15 Mart 2009 00:00

Gözaltında kayıplara karşı mücadelenin 207’nci haftasında olan Cumartesi Anneleri, kaybedilen sağlık emekçilerinin akıbetini Ergenekonculara sordular. Her hafta, kaybedilen bir kişiyi Ergenekon savcılarına hatırlatan kayıp yakınlarının Sağlık Haftası’ndaki gündemi, Eczacı Ayşenur Şimşek ve Doktor Recai Aydın’dı.
Dün Galatasaray Lisesi önünde sağanak yağış altında tüm kararlılıklarıyla oturan Cumartesi Anneleri ve kayıp yakınları, bir kez daha seslerini duymazdan gelen yetkililere seslendiler. BOTAŞ kuyularında yürütülen çalışmaların sağlıklı olmadığını belirten kayıp yakınları, “Bulunan kemiklerin ve kafatasının diğer parçaları nerede” diye sordular. Diyarbakır Suriçi’ndeki JİTEM binasının arkasındaki höyükten başlayarak JİTEM işkencehanelerinin bulunduğu tüm alanların kazılması gerektiğine dikkat çeken Cumartesi Anneleri, toplu mezar açılışlarının kitle örgütleri, avukatlar, antropologlar ve arkeologların da aralarında bulunduğu bağımsız Adli Tıp ekiplerince gerçekleştirilmesini istedi.
‘YARGI ÖNÜNE ÇIKARILSIN’
Basın açıklamasını okuyan Tiyatrocu Deniz Türkali, Ergenekon davasının hükümete karşı darbe girişimiyle sınırlı kalmasına itiraz etti ve devlet adına işlenen suçları da kapsaması gerektiğine dikkat çekti. “Sağlık emekçilerinin örgütlenmesi mücadelesinde gözaltına alınarak kaybedilen Eczacı Ayşenur Şimşek ve Doktor Recai Aydın’ın tüm faillerinin yargılanmasını istiyoruz” diyen Türkali, 1994-1995 yılları arasında görevdeki tüm yetkililerin yargı önüne çıkarılması taleplerini haykırdı. Türkali, dönemin yetkililerini şöyle sıraladı: Cumhurbaşkanı Süleyman Demirel, Başbakan Tansu Çiller, İçişleri Bakanları Mehmet Gazioğlu, Nahit Menteşe, İsmet Sezgin, adalet bakanları Mehmet Moğultay, Seyfi Oktay, emniyet genel müdürleri Mehmet Ağar, Yılmaz Ergün ve Genelkurmay Başkanı Doğan Güreş. (İstanbul/EVRENSEL)

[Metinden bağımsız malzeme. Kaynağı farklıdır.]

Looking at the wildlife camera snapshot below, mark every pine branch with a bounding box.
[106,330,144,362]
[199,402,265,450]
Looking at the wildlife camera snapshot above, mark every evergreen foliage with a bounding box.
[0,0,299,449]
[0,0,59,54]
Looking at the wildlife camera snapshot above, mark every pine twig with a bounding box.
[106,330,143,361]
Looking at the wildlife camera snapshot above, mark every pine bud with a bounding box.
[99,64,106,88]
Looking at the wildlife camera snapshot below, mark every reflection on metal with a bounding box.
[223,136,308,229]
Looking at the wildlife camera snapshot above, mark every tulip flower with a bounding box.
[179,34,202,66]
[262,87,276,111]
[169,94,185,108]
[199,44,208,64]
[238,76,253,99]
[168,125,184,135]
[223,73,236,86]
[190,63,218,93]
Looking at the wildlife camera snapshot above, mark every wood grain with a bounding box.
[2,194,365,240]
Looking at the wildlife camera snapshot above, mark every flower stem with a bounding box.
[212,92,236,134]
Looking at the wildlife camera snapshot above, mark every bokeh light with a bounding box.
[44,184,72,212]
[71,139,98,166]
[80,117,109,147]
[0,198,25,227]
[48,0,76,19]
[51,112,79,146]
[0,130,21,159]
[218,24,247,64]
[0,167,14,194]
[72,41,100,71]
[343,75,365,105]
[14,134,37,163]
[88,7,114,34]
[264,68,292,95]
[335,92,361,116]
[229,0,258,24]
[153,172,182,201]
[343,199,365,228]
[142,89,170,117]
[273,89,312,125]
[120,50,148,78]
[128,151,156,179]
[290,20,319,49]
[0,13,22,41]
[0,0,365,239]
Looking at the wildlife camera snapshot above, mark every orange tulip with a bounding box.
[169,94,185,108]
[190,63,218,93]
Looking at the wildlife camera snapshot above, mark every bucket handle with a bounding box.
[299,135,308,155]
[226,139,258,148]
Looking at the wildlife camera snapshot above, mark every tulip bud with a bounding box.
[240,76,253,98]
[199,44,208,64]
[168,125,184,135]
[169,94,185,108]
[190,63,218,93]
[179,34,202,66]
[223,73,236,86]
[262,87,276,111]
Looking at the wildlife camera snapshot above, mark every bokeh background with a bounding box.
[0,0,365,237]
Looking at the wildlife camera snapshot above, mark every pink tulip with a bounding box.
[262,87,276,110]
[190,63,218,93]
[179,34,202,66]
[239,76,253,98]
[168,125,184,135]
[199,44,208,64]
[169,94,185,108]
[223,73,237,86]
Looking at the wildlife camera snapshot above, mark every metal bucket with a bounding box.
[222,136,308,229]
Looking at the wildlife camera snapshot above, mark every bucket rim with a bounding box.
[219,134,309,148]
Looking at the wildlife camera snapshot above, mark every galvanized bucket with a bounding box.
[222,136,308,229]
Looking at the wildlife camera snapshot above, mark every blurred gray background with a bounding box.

‘YOK’ DENİLDİ CESEDİ BULUNDU
Ankara Sağlık-Sen’in kurucu ve yöneticisi olan Eczacı Ayşenur Şimşek, 25 yaşındaydı. Sendikal mücadelesi yüzünden sürekli tehdit edilen Şimşek, 24 Ocak 1995’te gözaltına alındı. Ailesi ve arkadaşlarının onu bulmak için yaptığı başvurular karşılık bulmadı. Karakollar, emniyetler, savcılıklar ve İçişleri Bakanlığı’ndan gelen yanıt yine aynıydı: “Biz almadık, bizde yok!”
78 günün ardından 12 Nisan 1995’te Şimşek’in cesedi, Gölbaşı’nda bir mezarda gömülü olarak bulundu.
Doktor Recai Aydın ise 28 yaşındaydı. Diyarbakır’ın Çınar ilçesinde çalıştığı sağlık ocağına arabayla yalnız gidiyordu. 2 Temmuz 1994’te işe gitmek için evinden çıkan Aydın’ı bir daha gören olmadı, yalnızca arabası Silvan yolunda kapıları açık halde bulundu. Tüm girişimler sonucunda devlet yine “bizde yok” dedi. 17 Ağustos 1994’te Uluslararası Af Örgütü’nün çağrısıyla dünyanın birçok yerinde Çiller ve Moğultay’a “Dr. Recai Aydın’a ne oldu?” diye mektuplar gönderildi, ancak ne kendisi bulunabildi, ne de cesedi.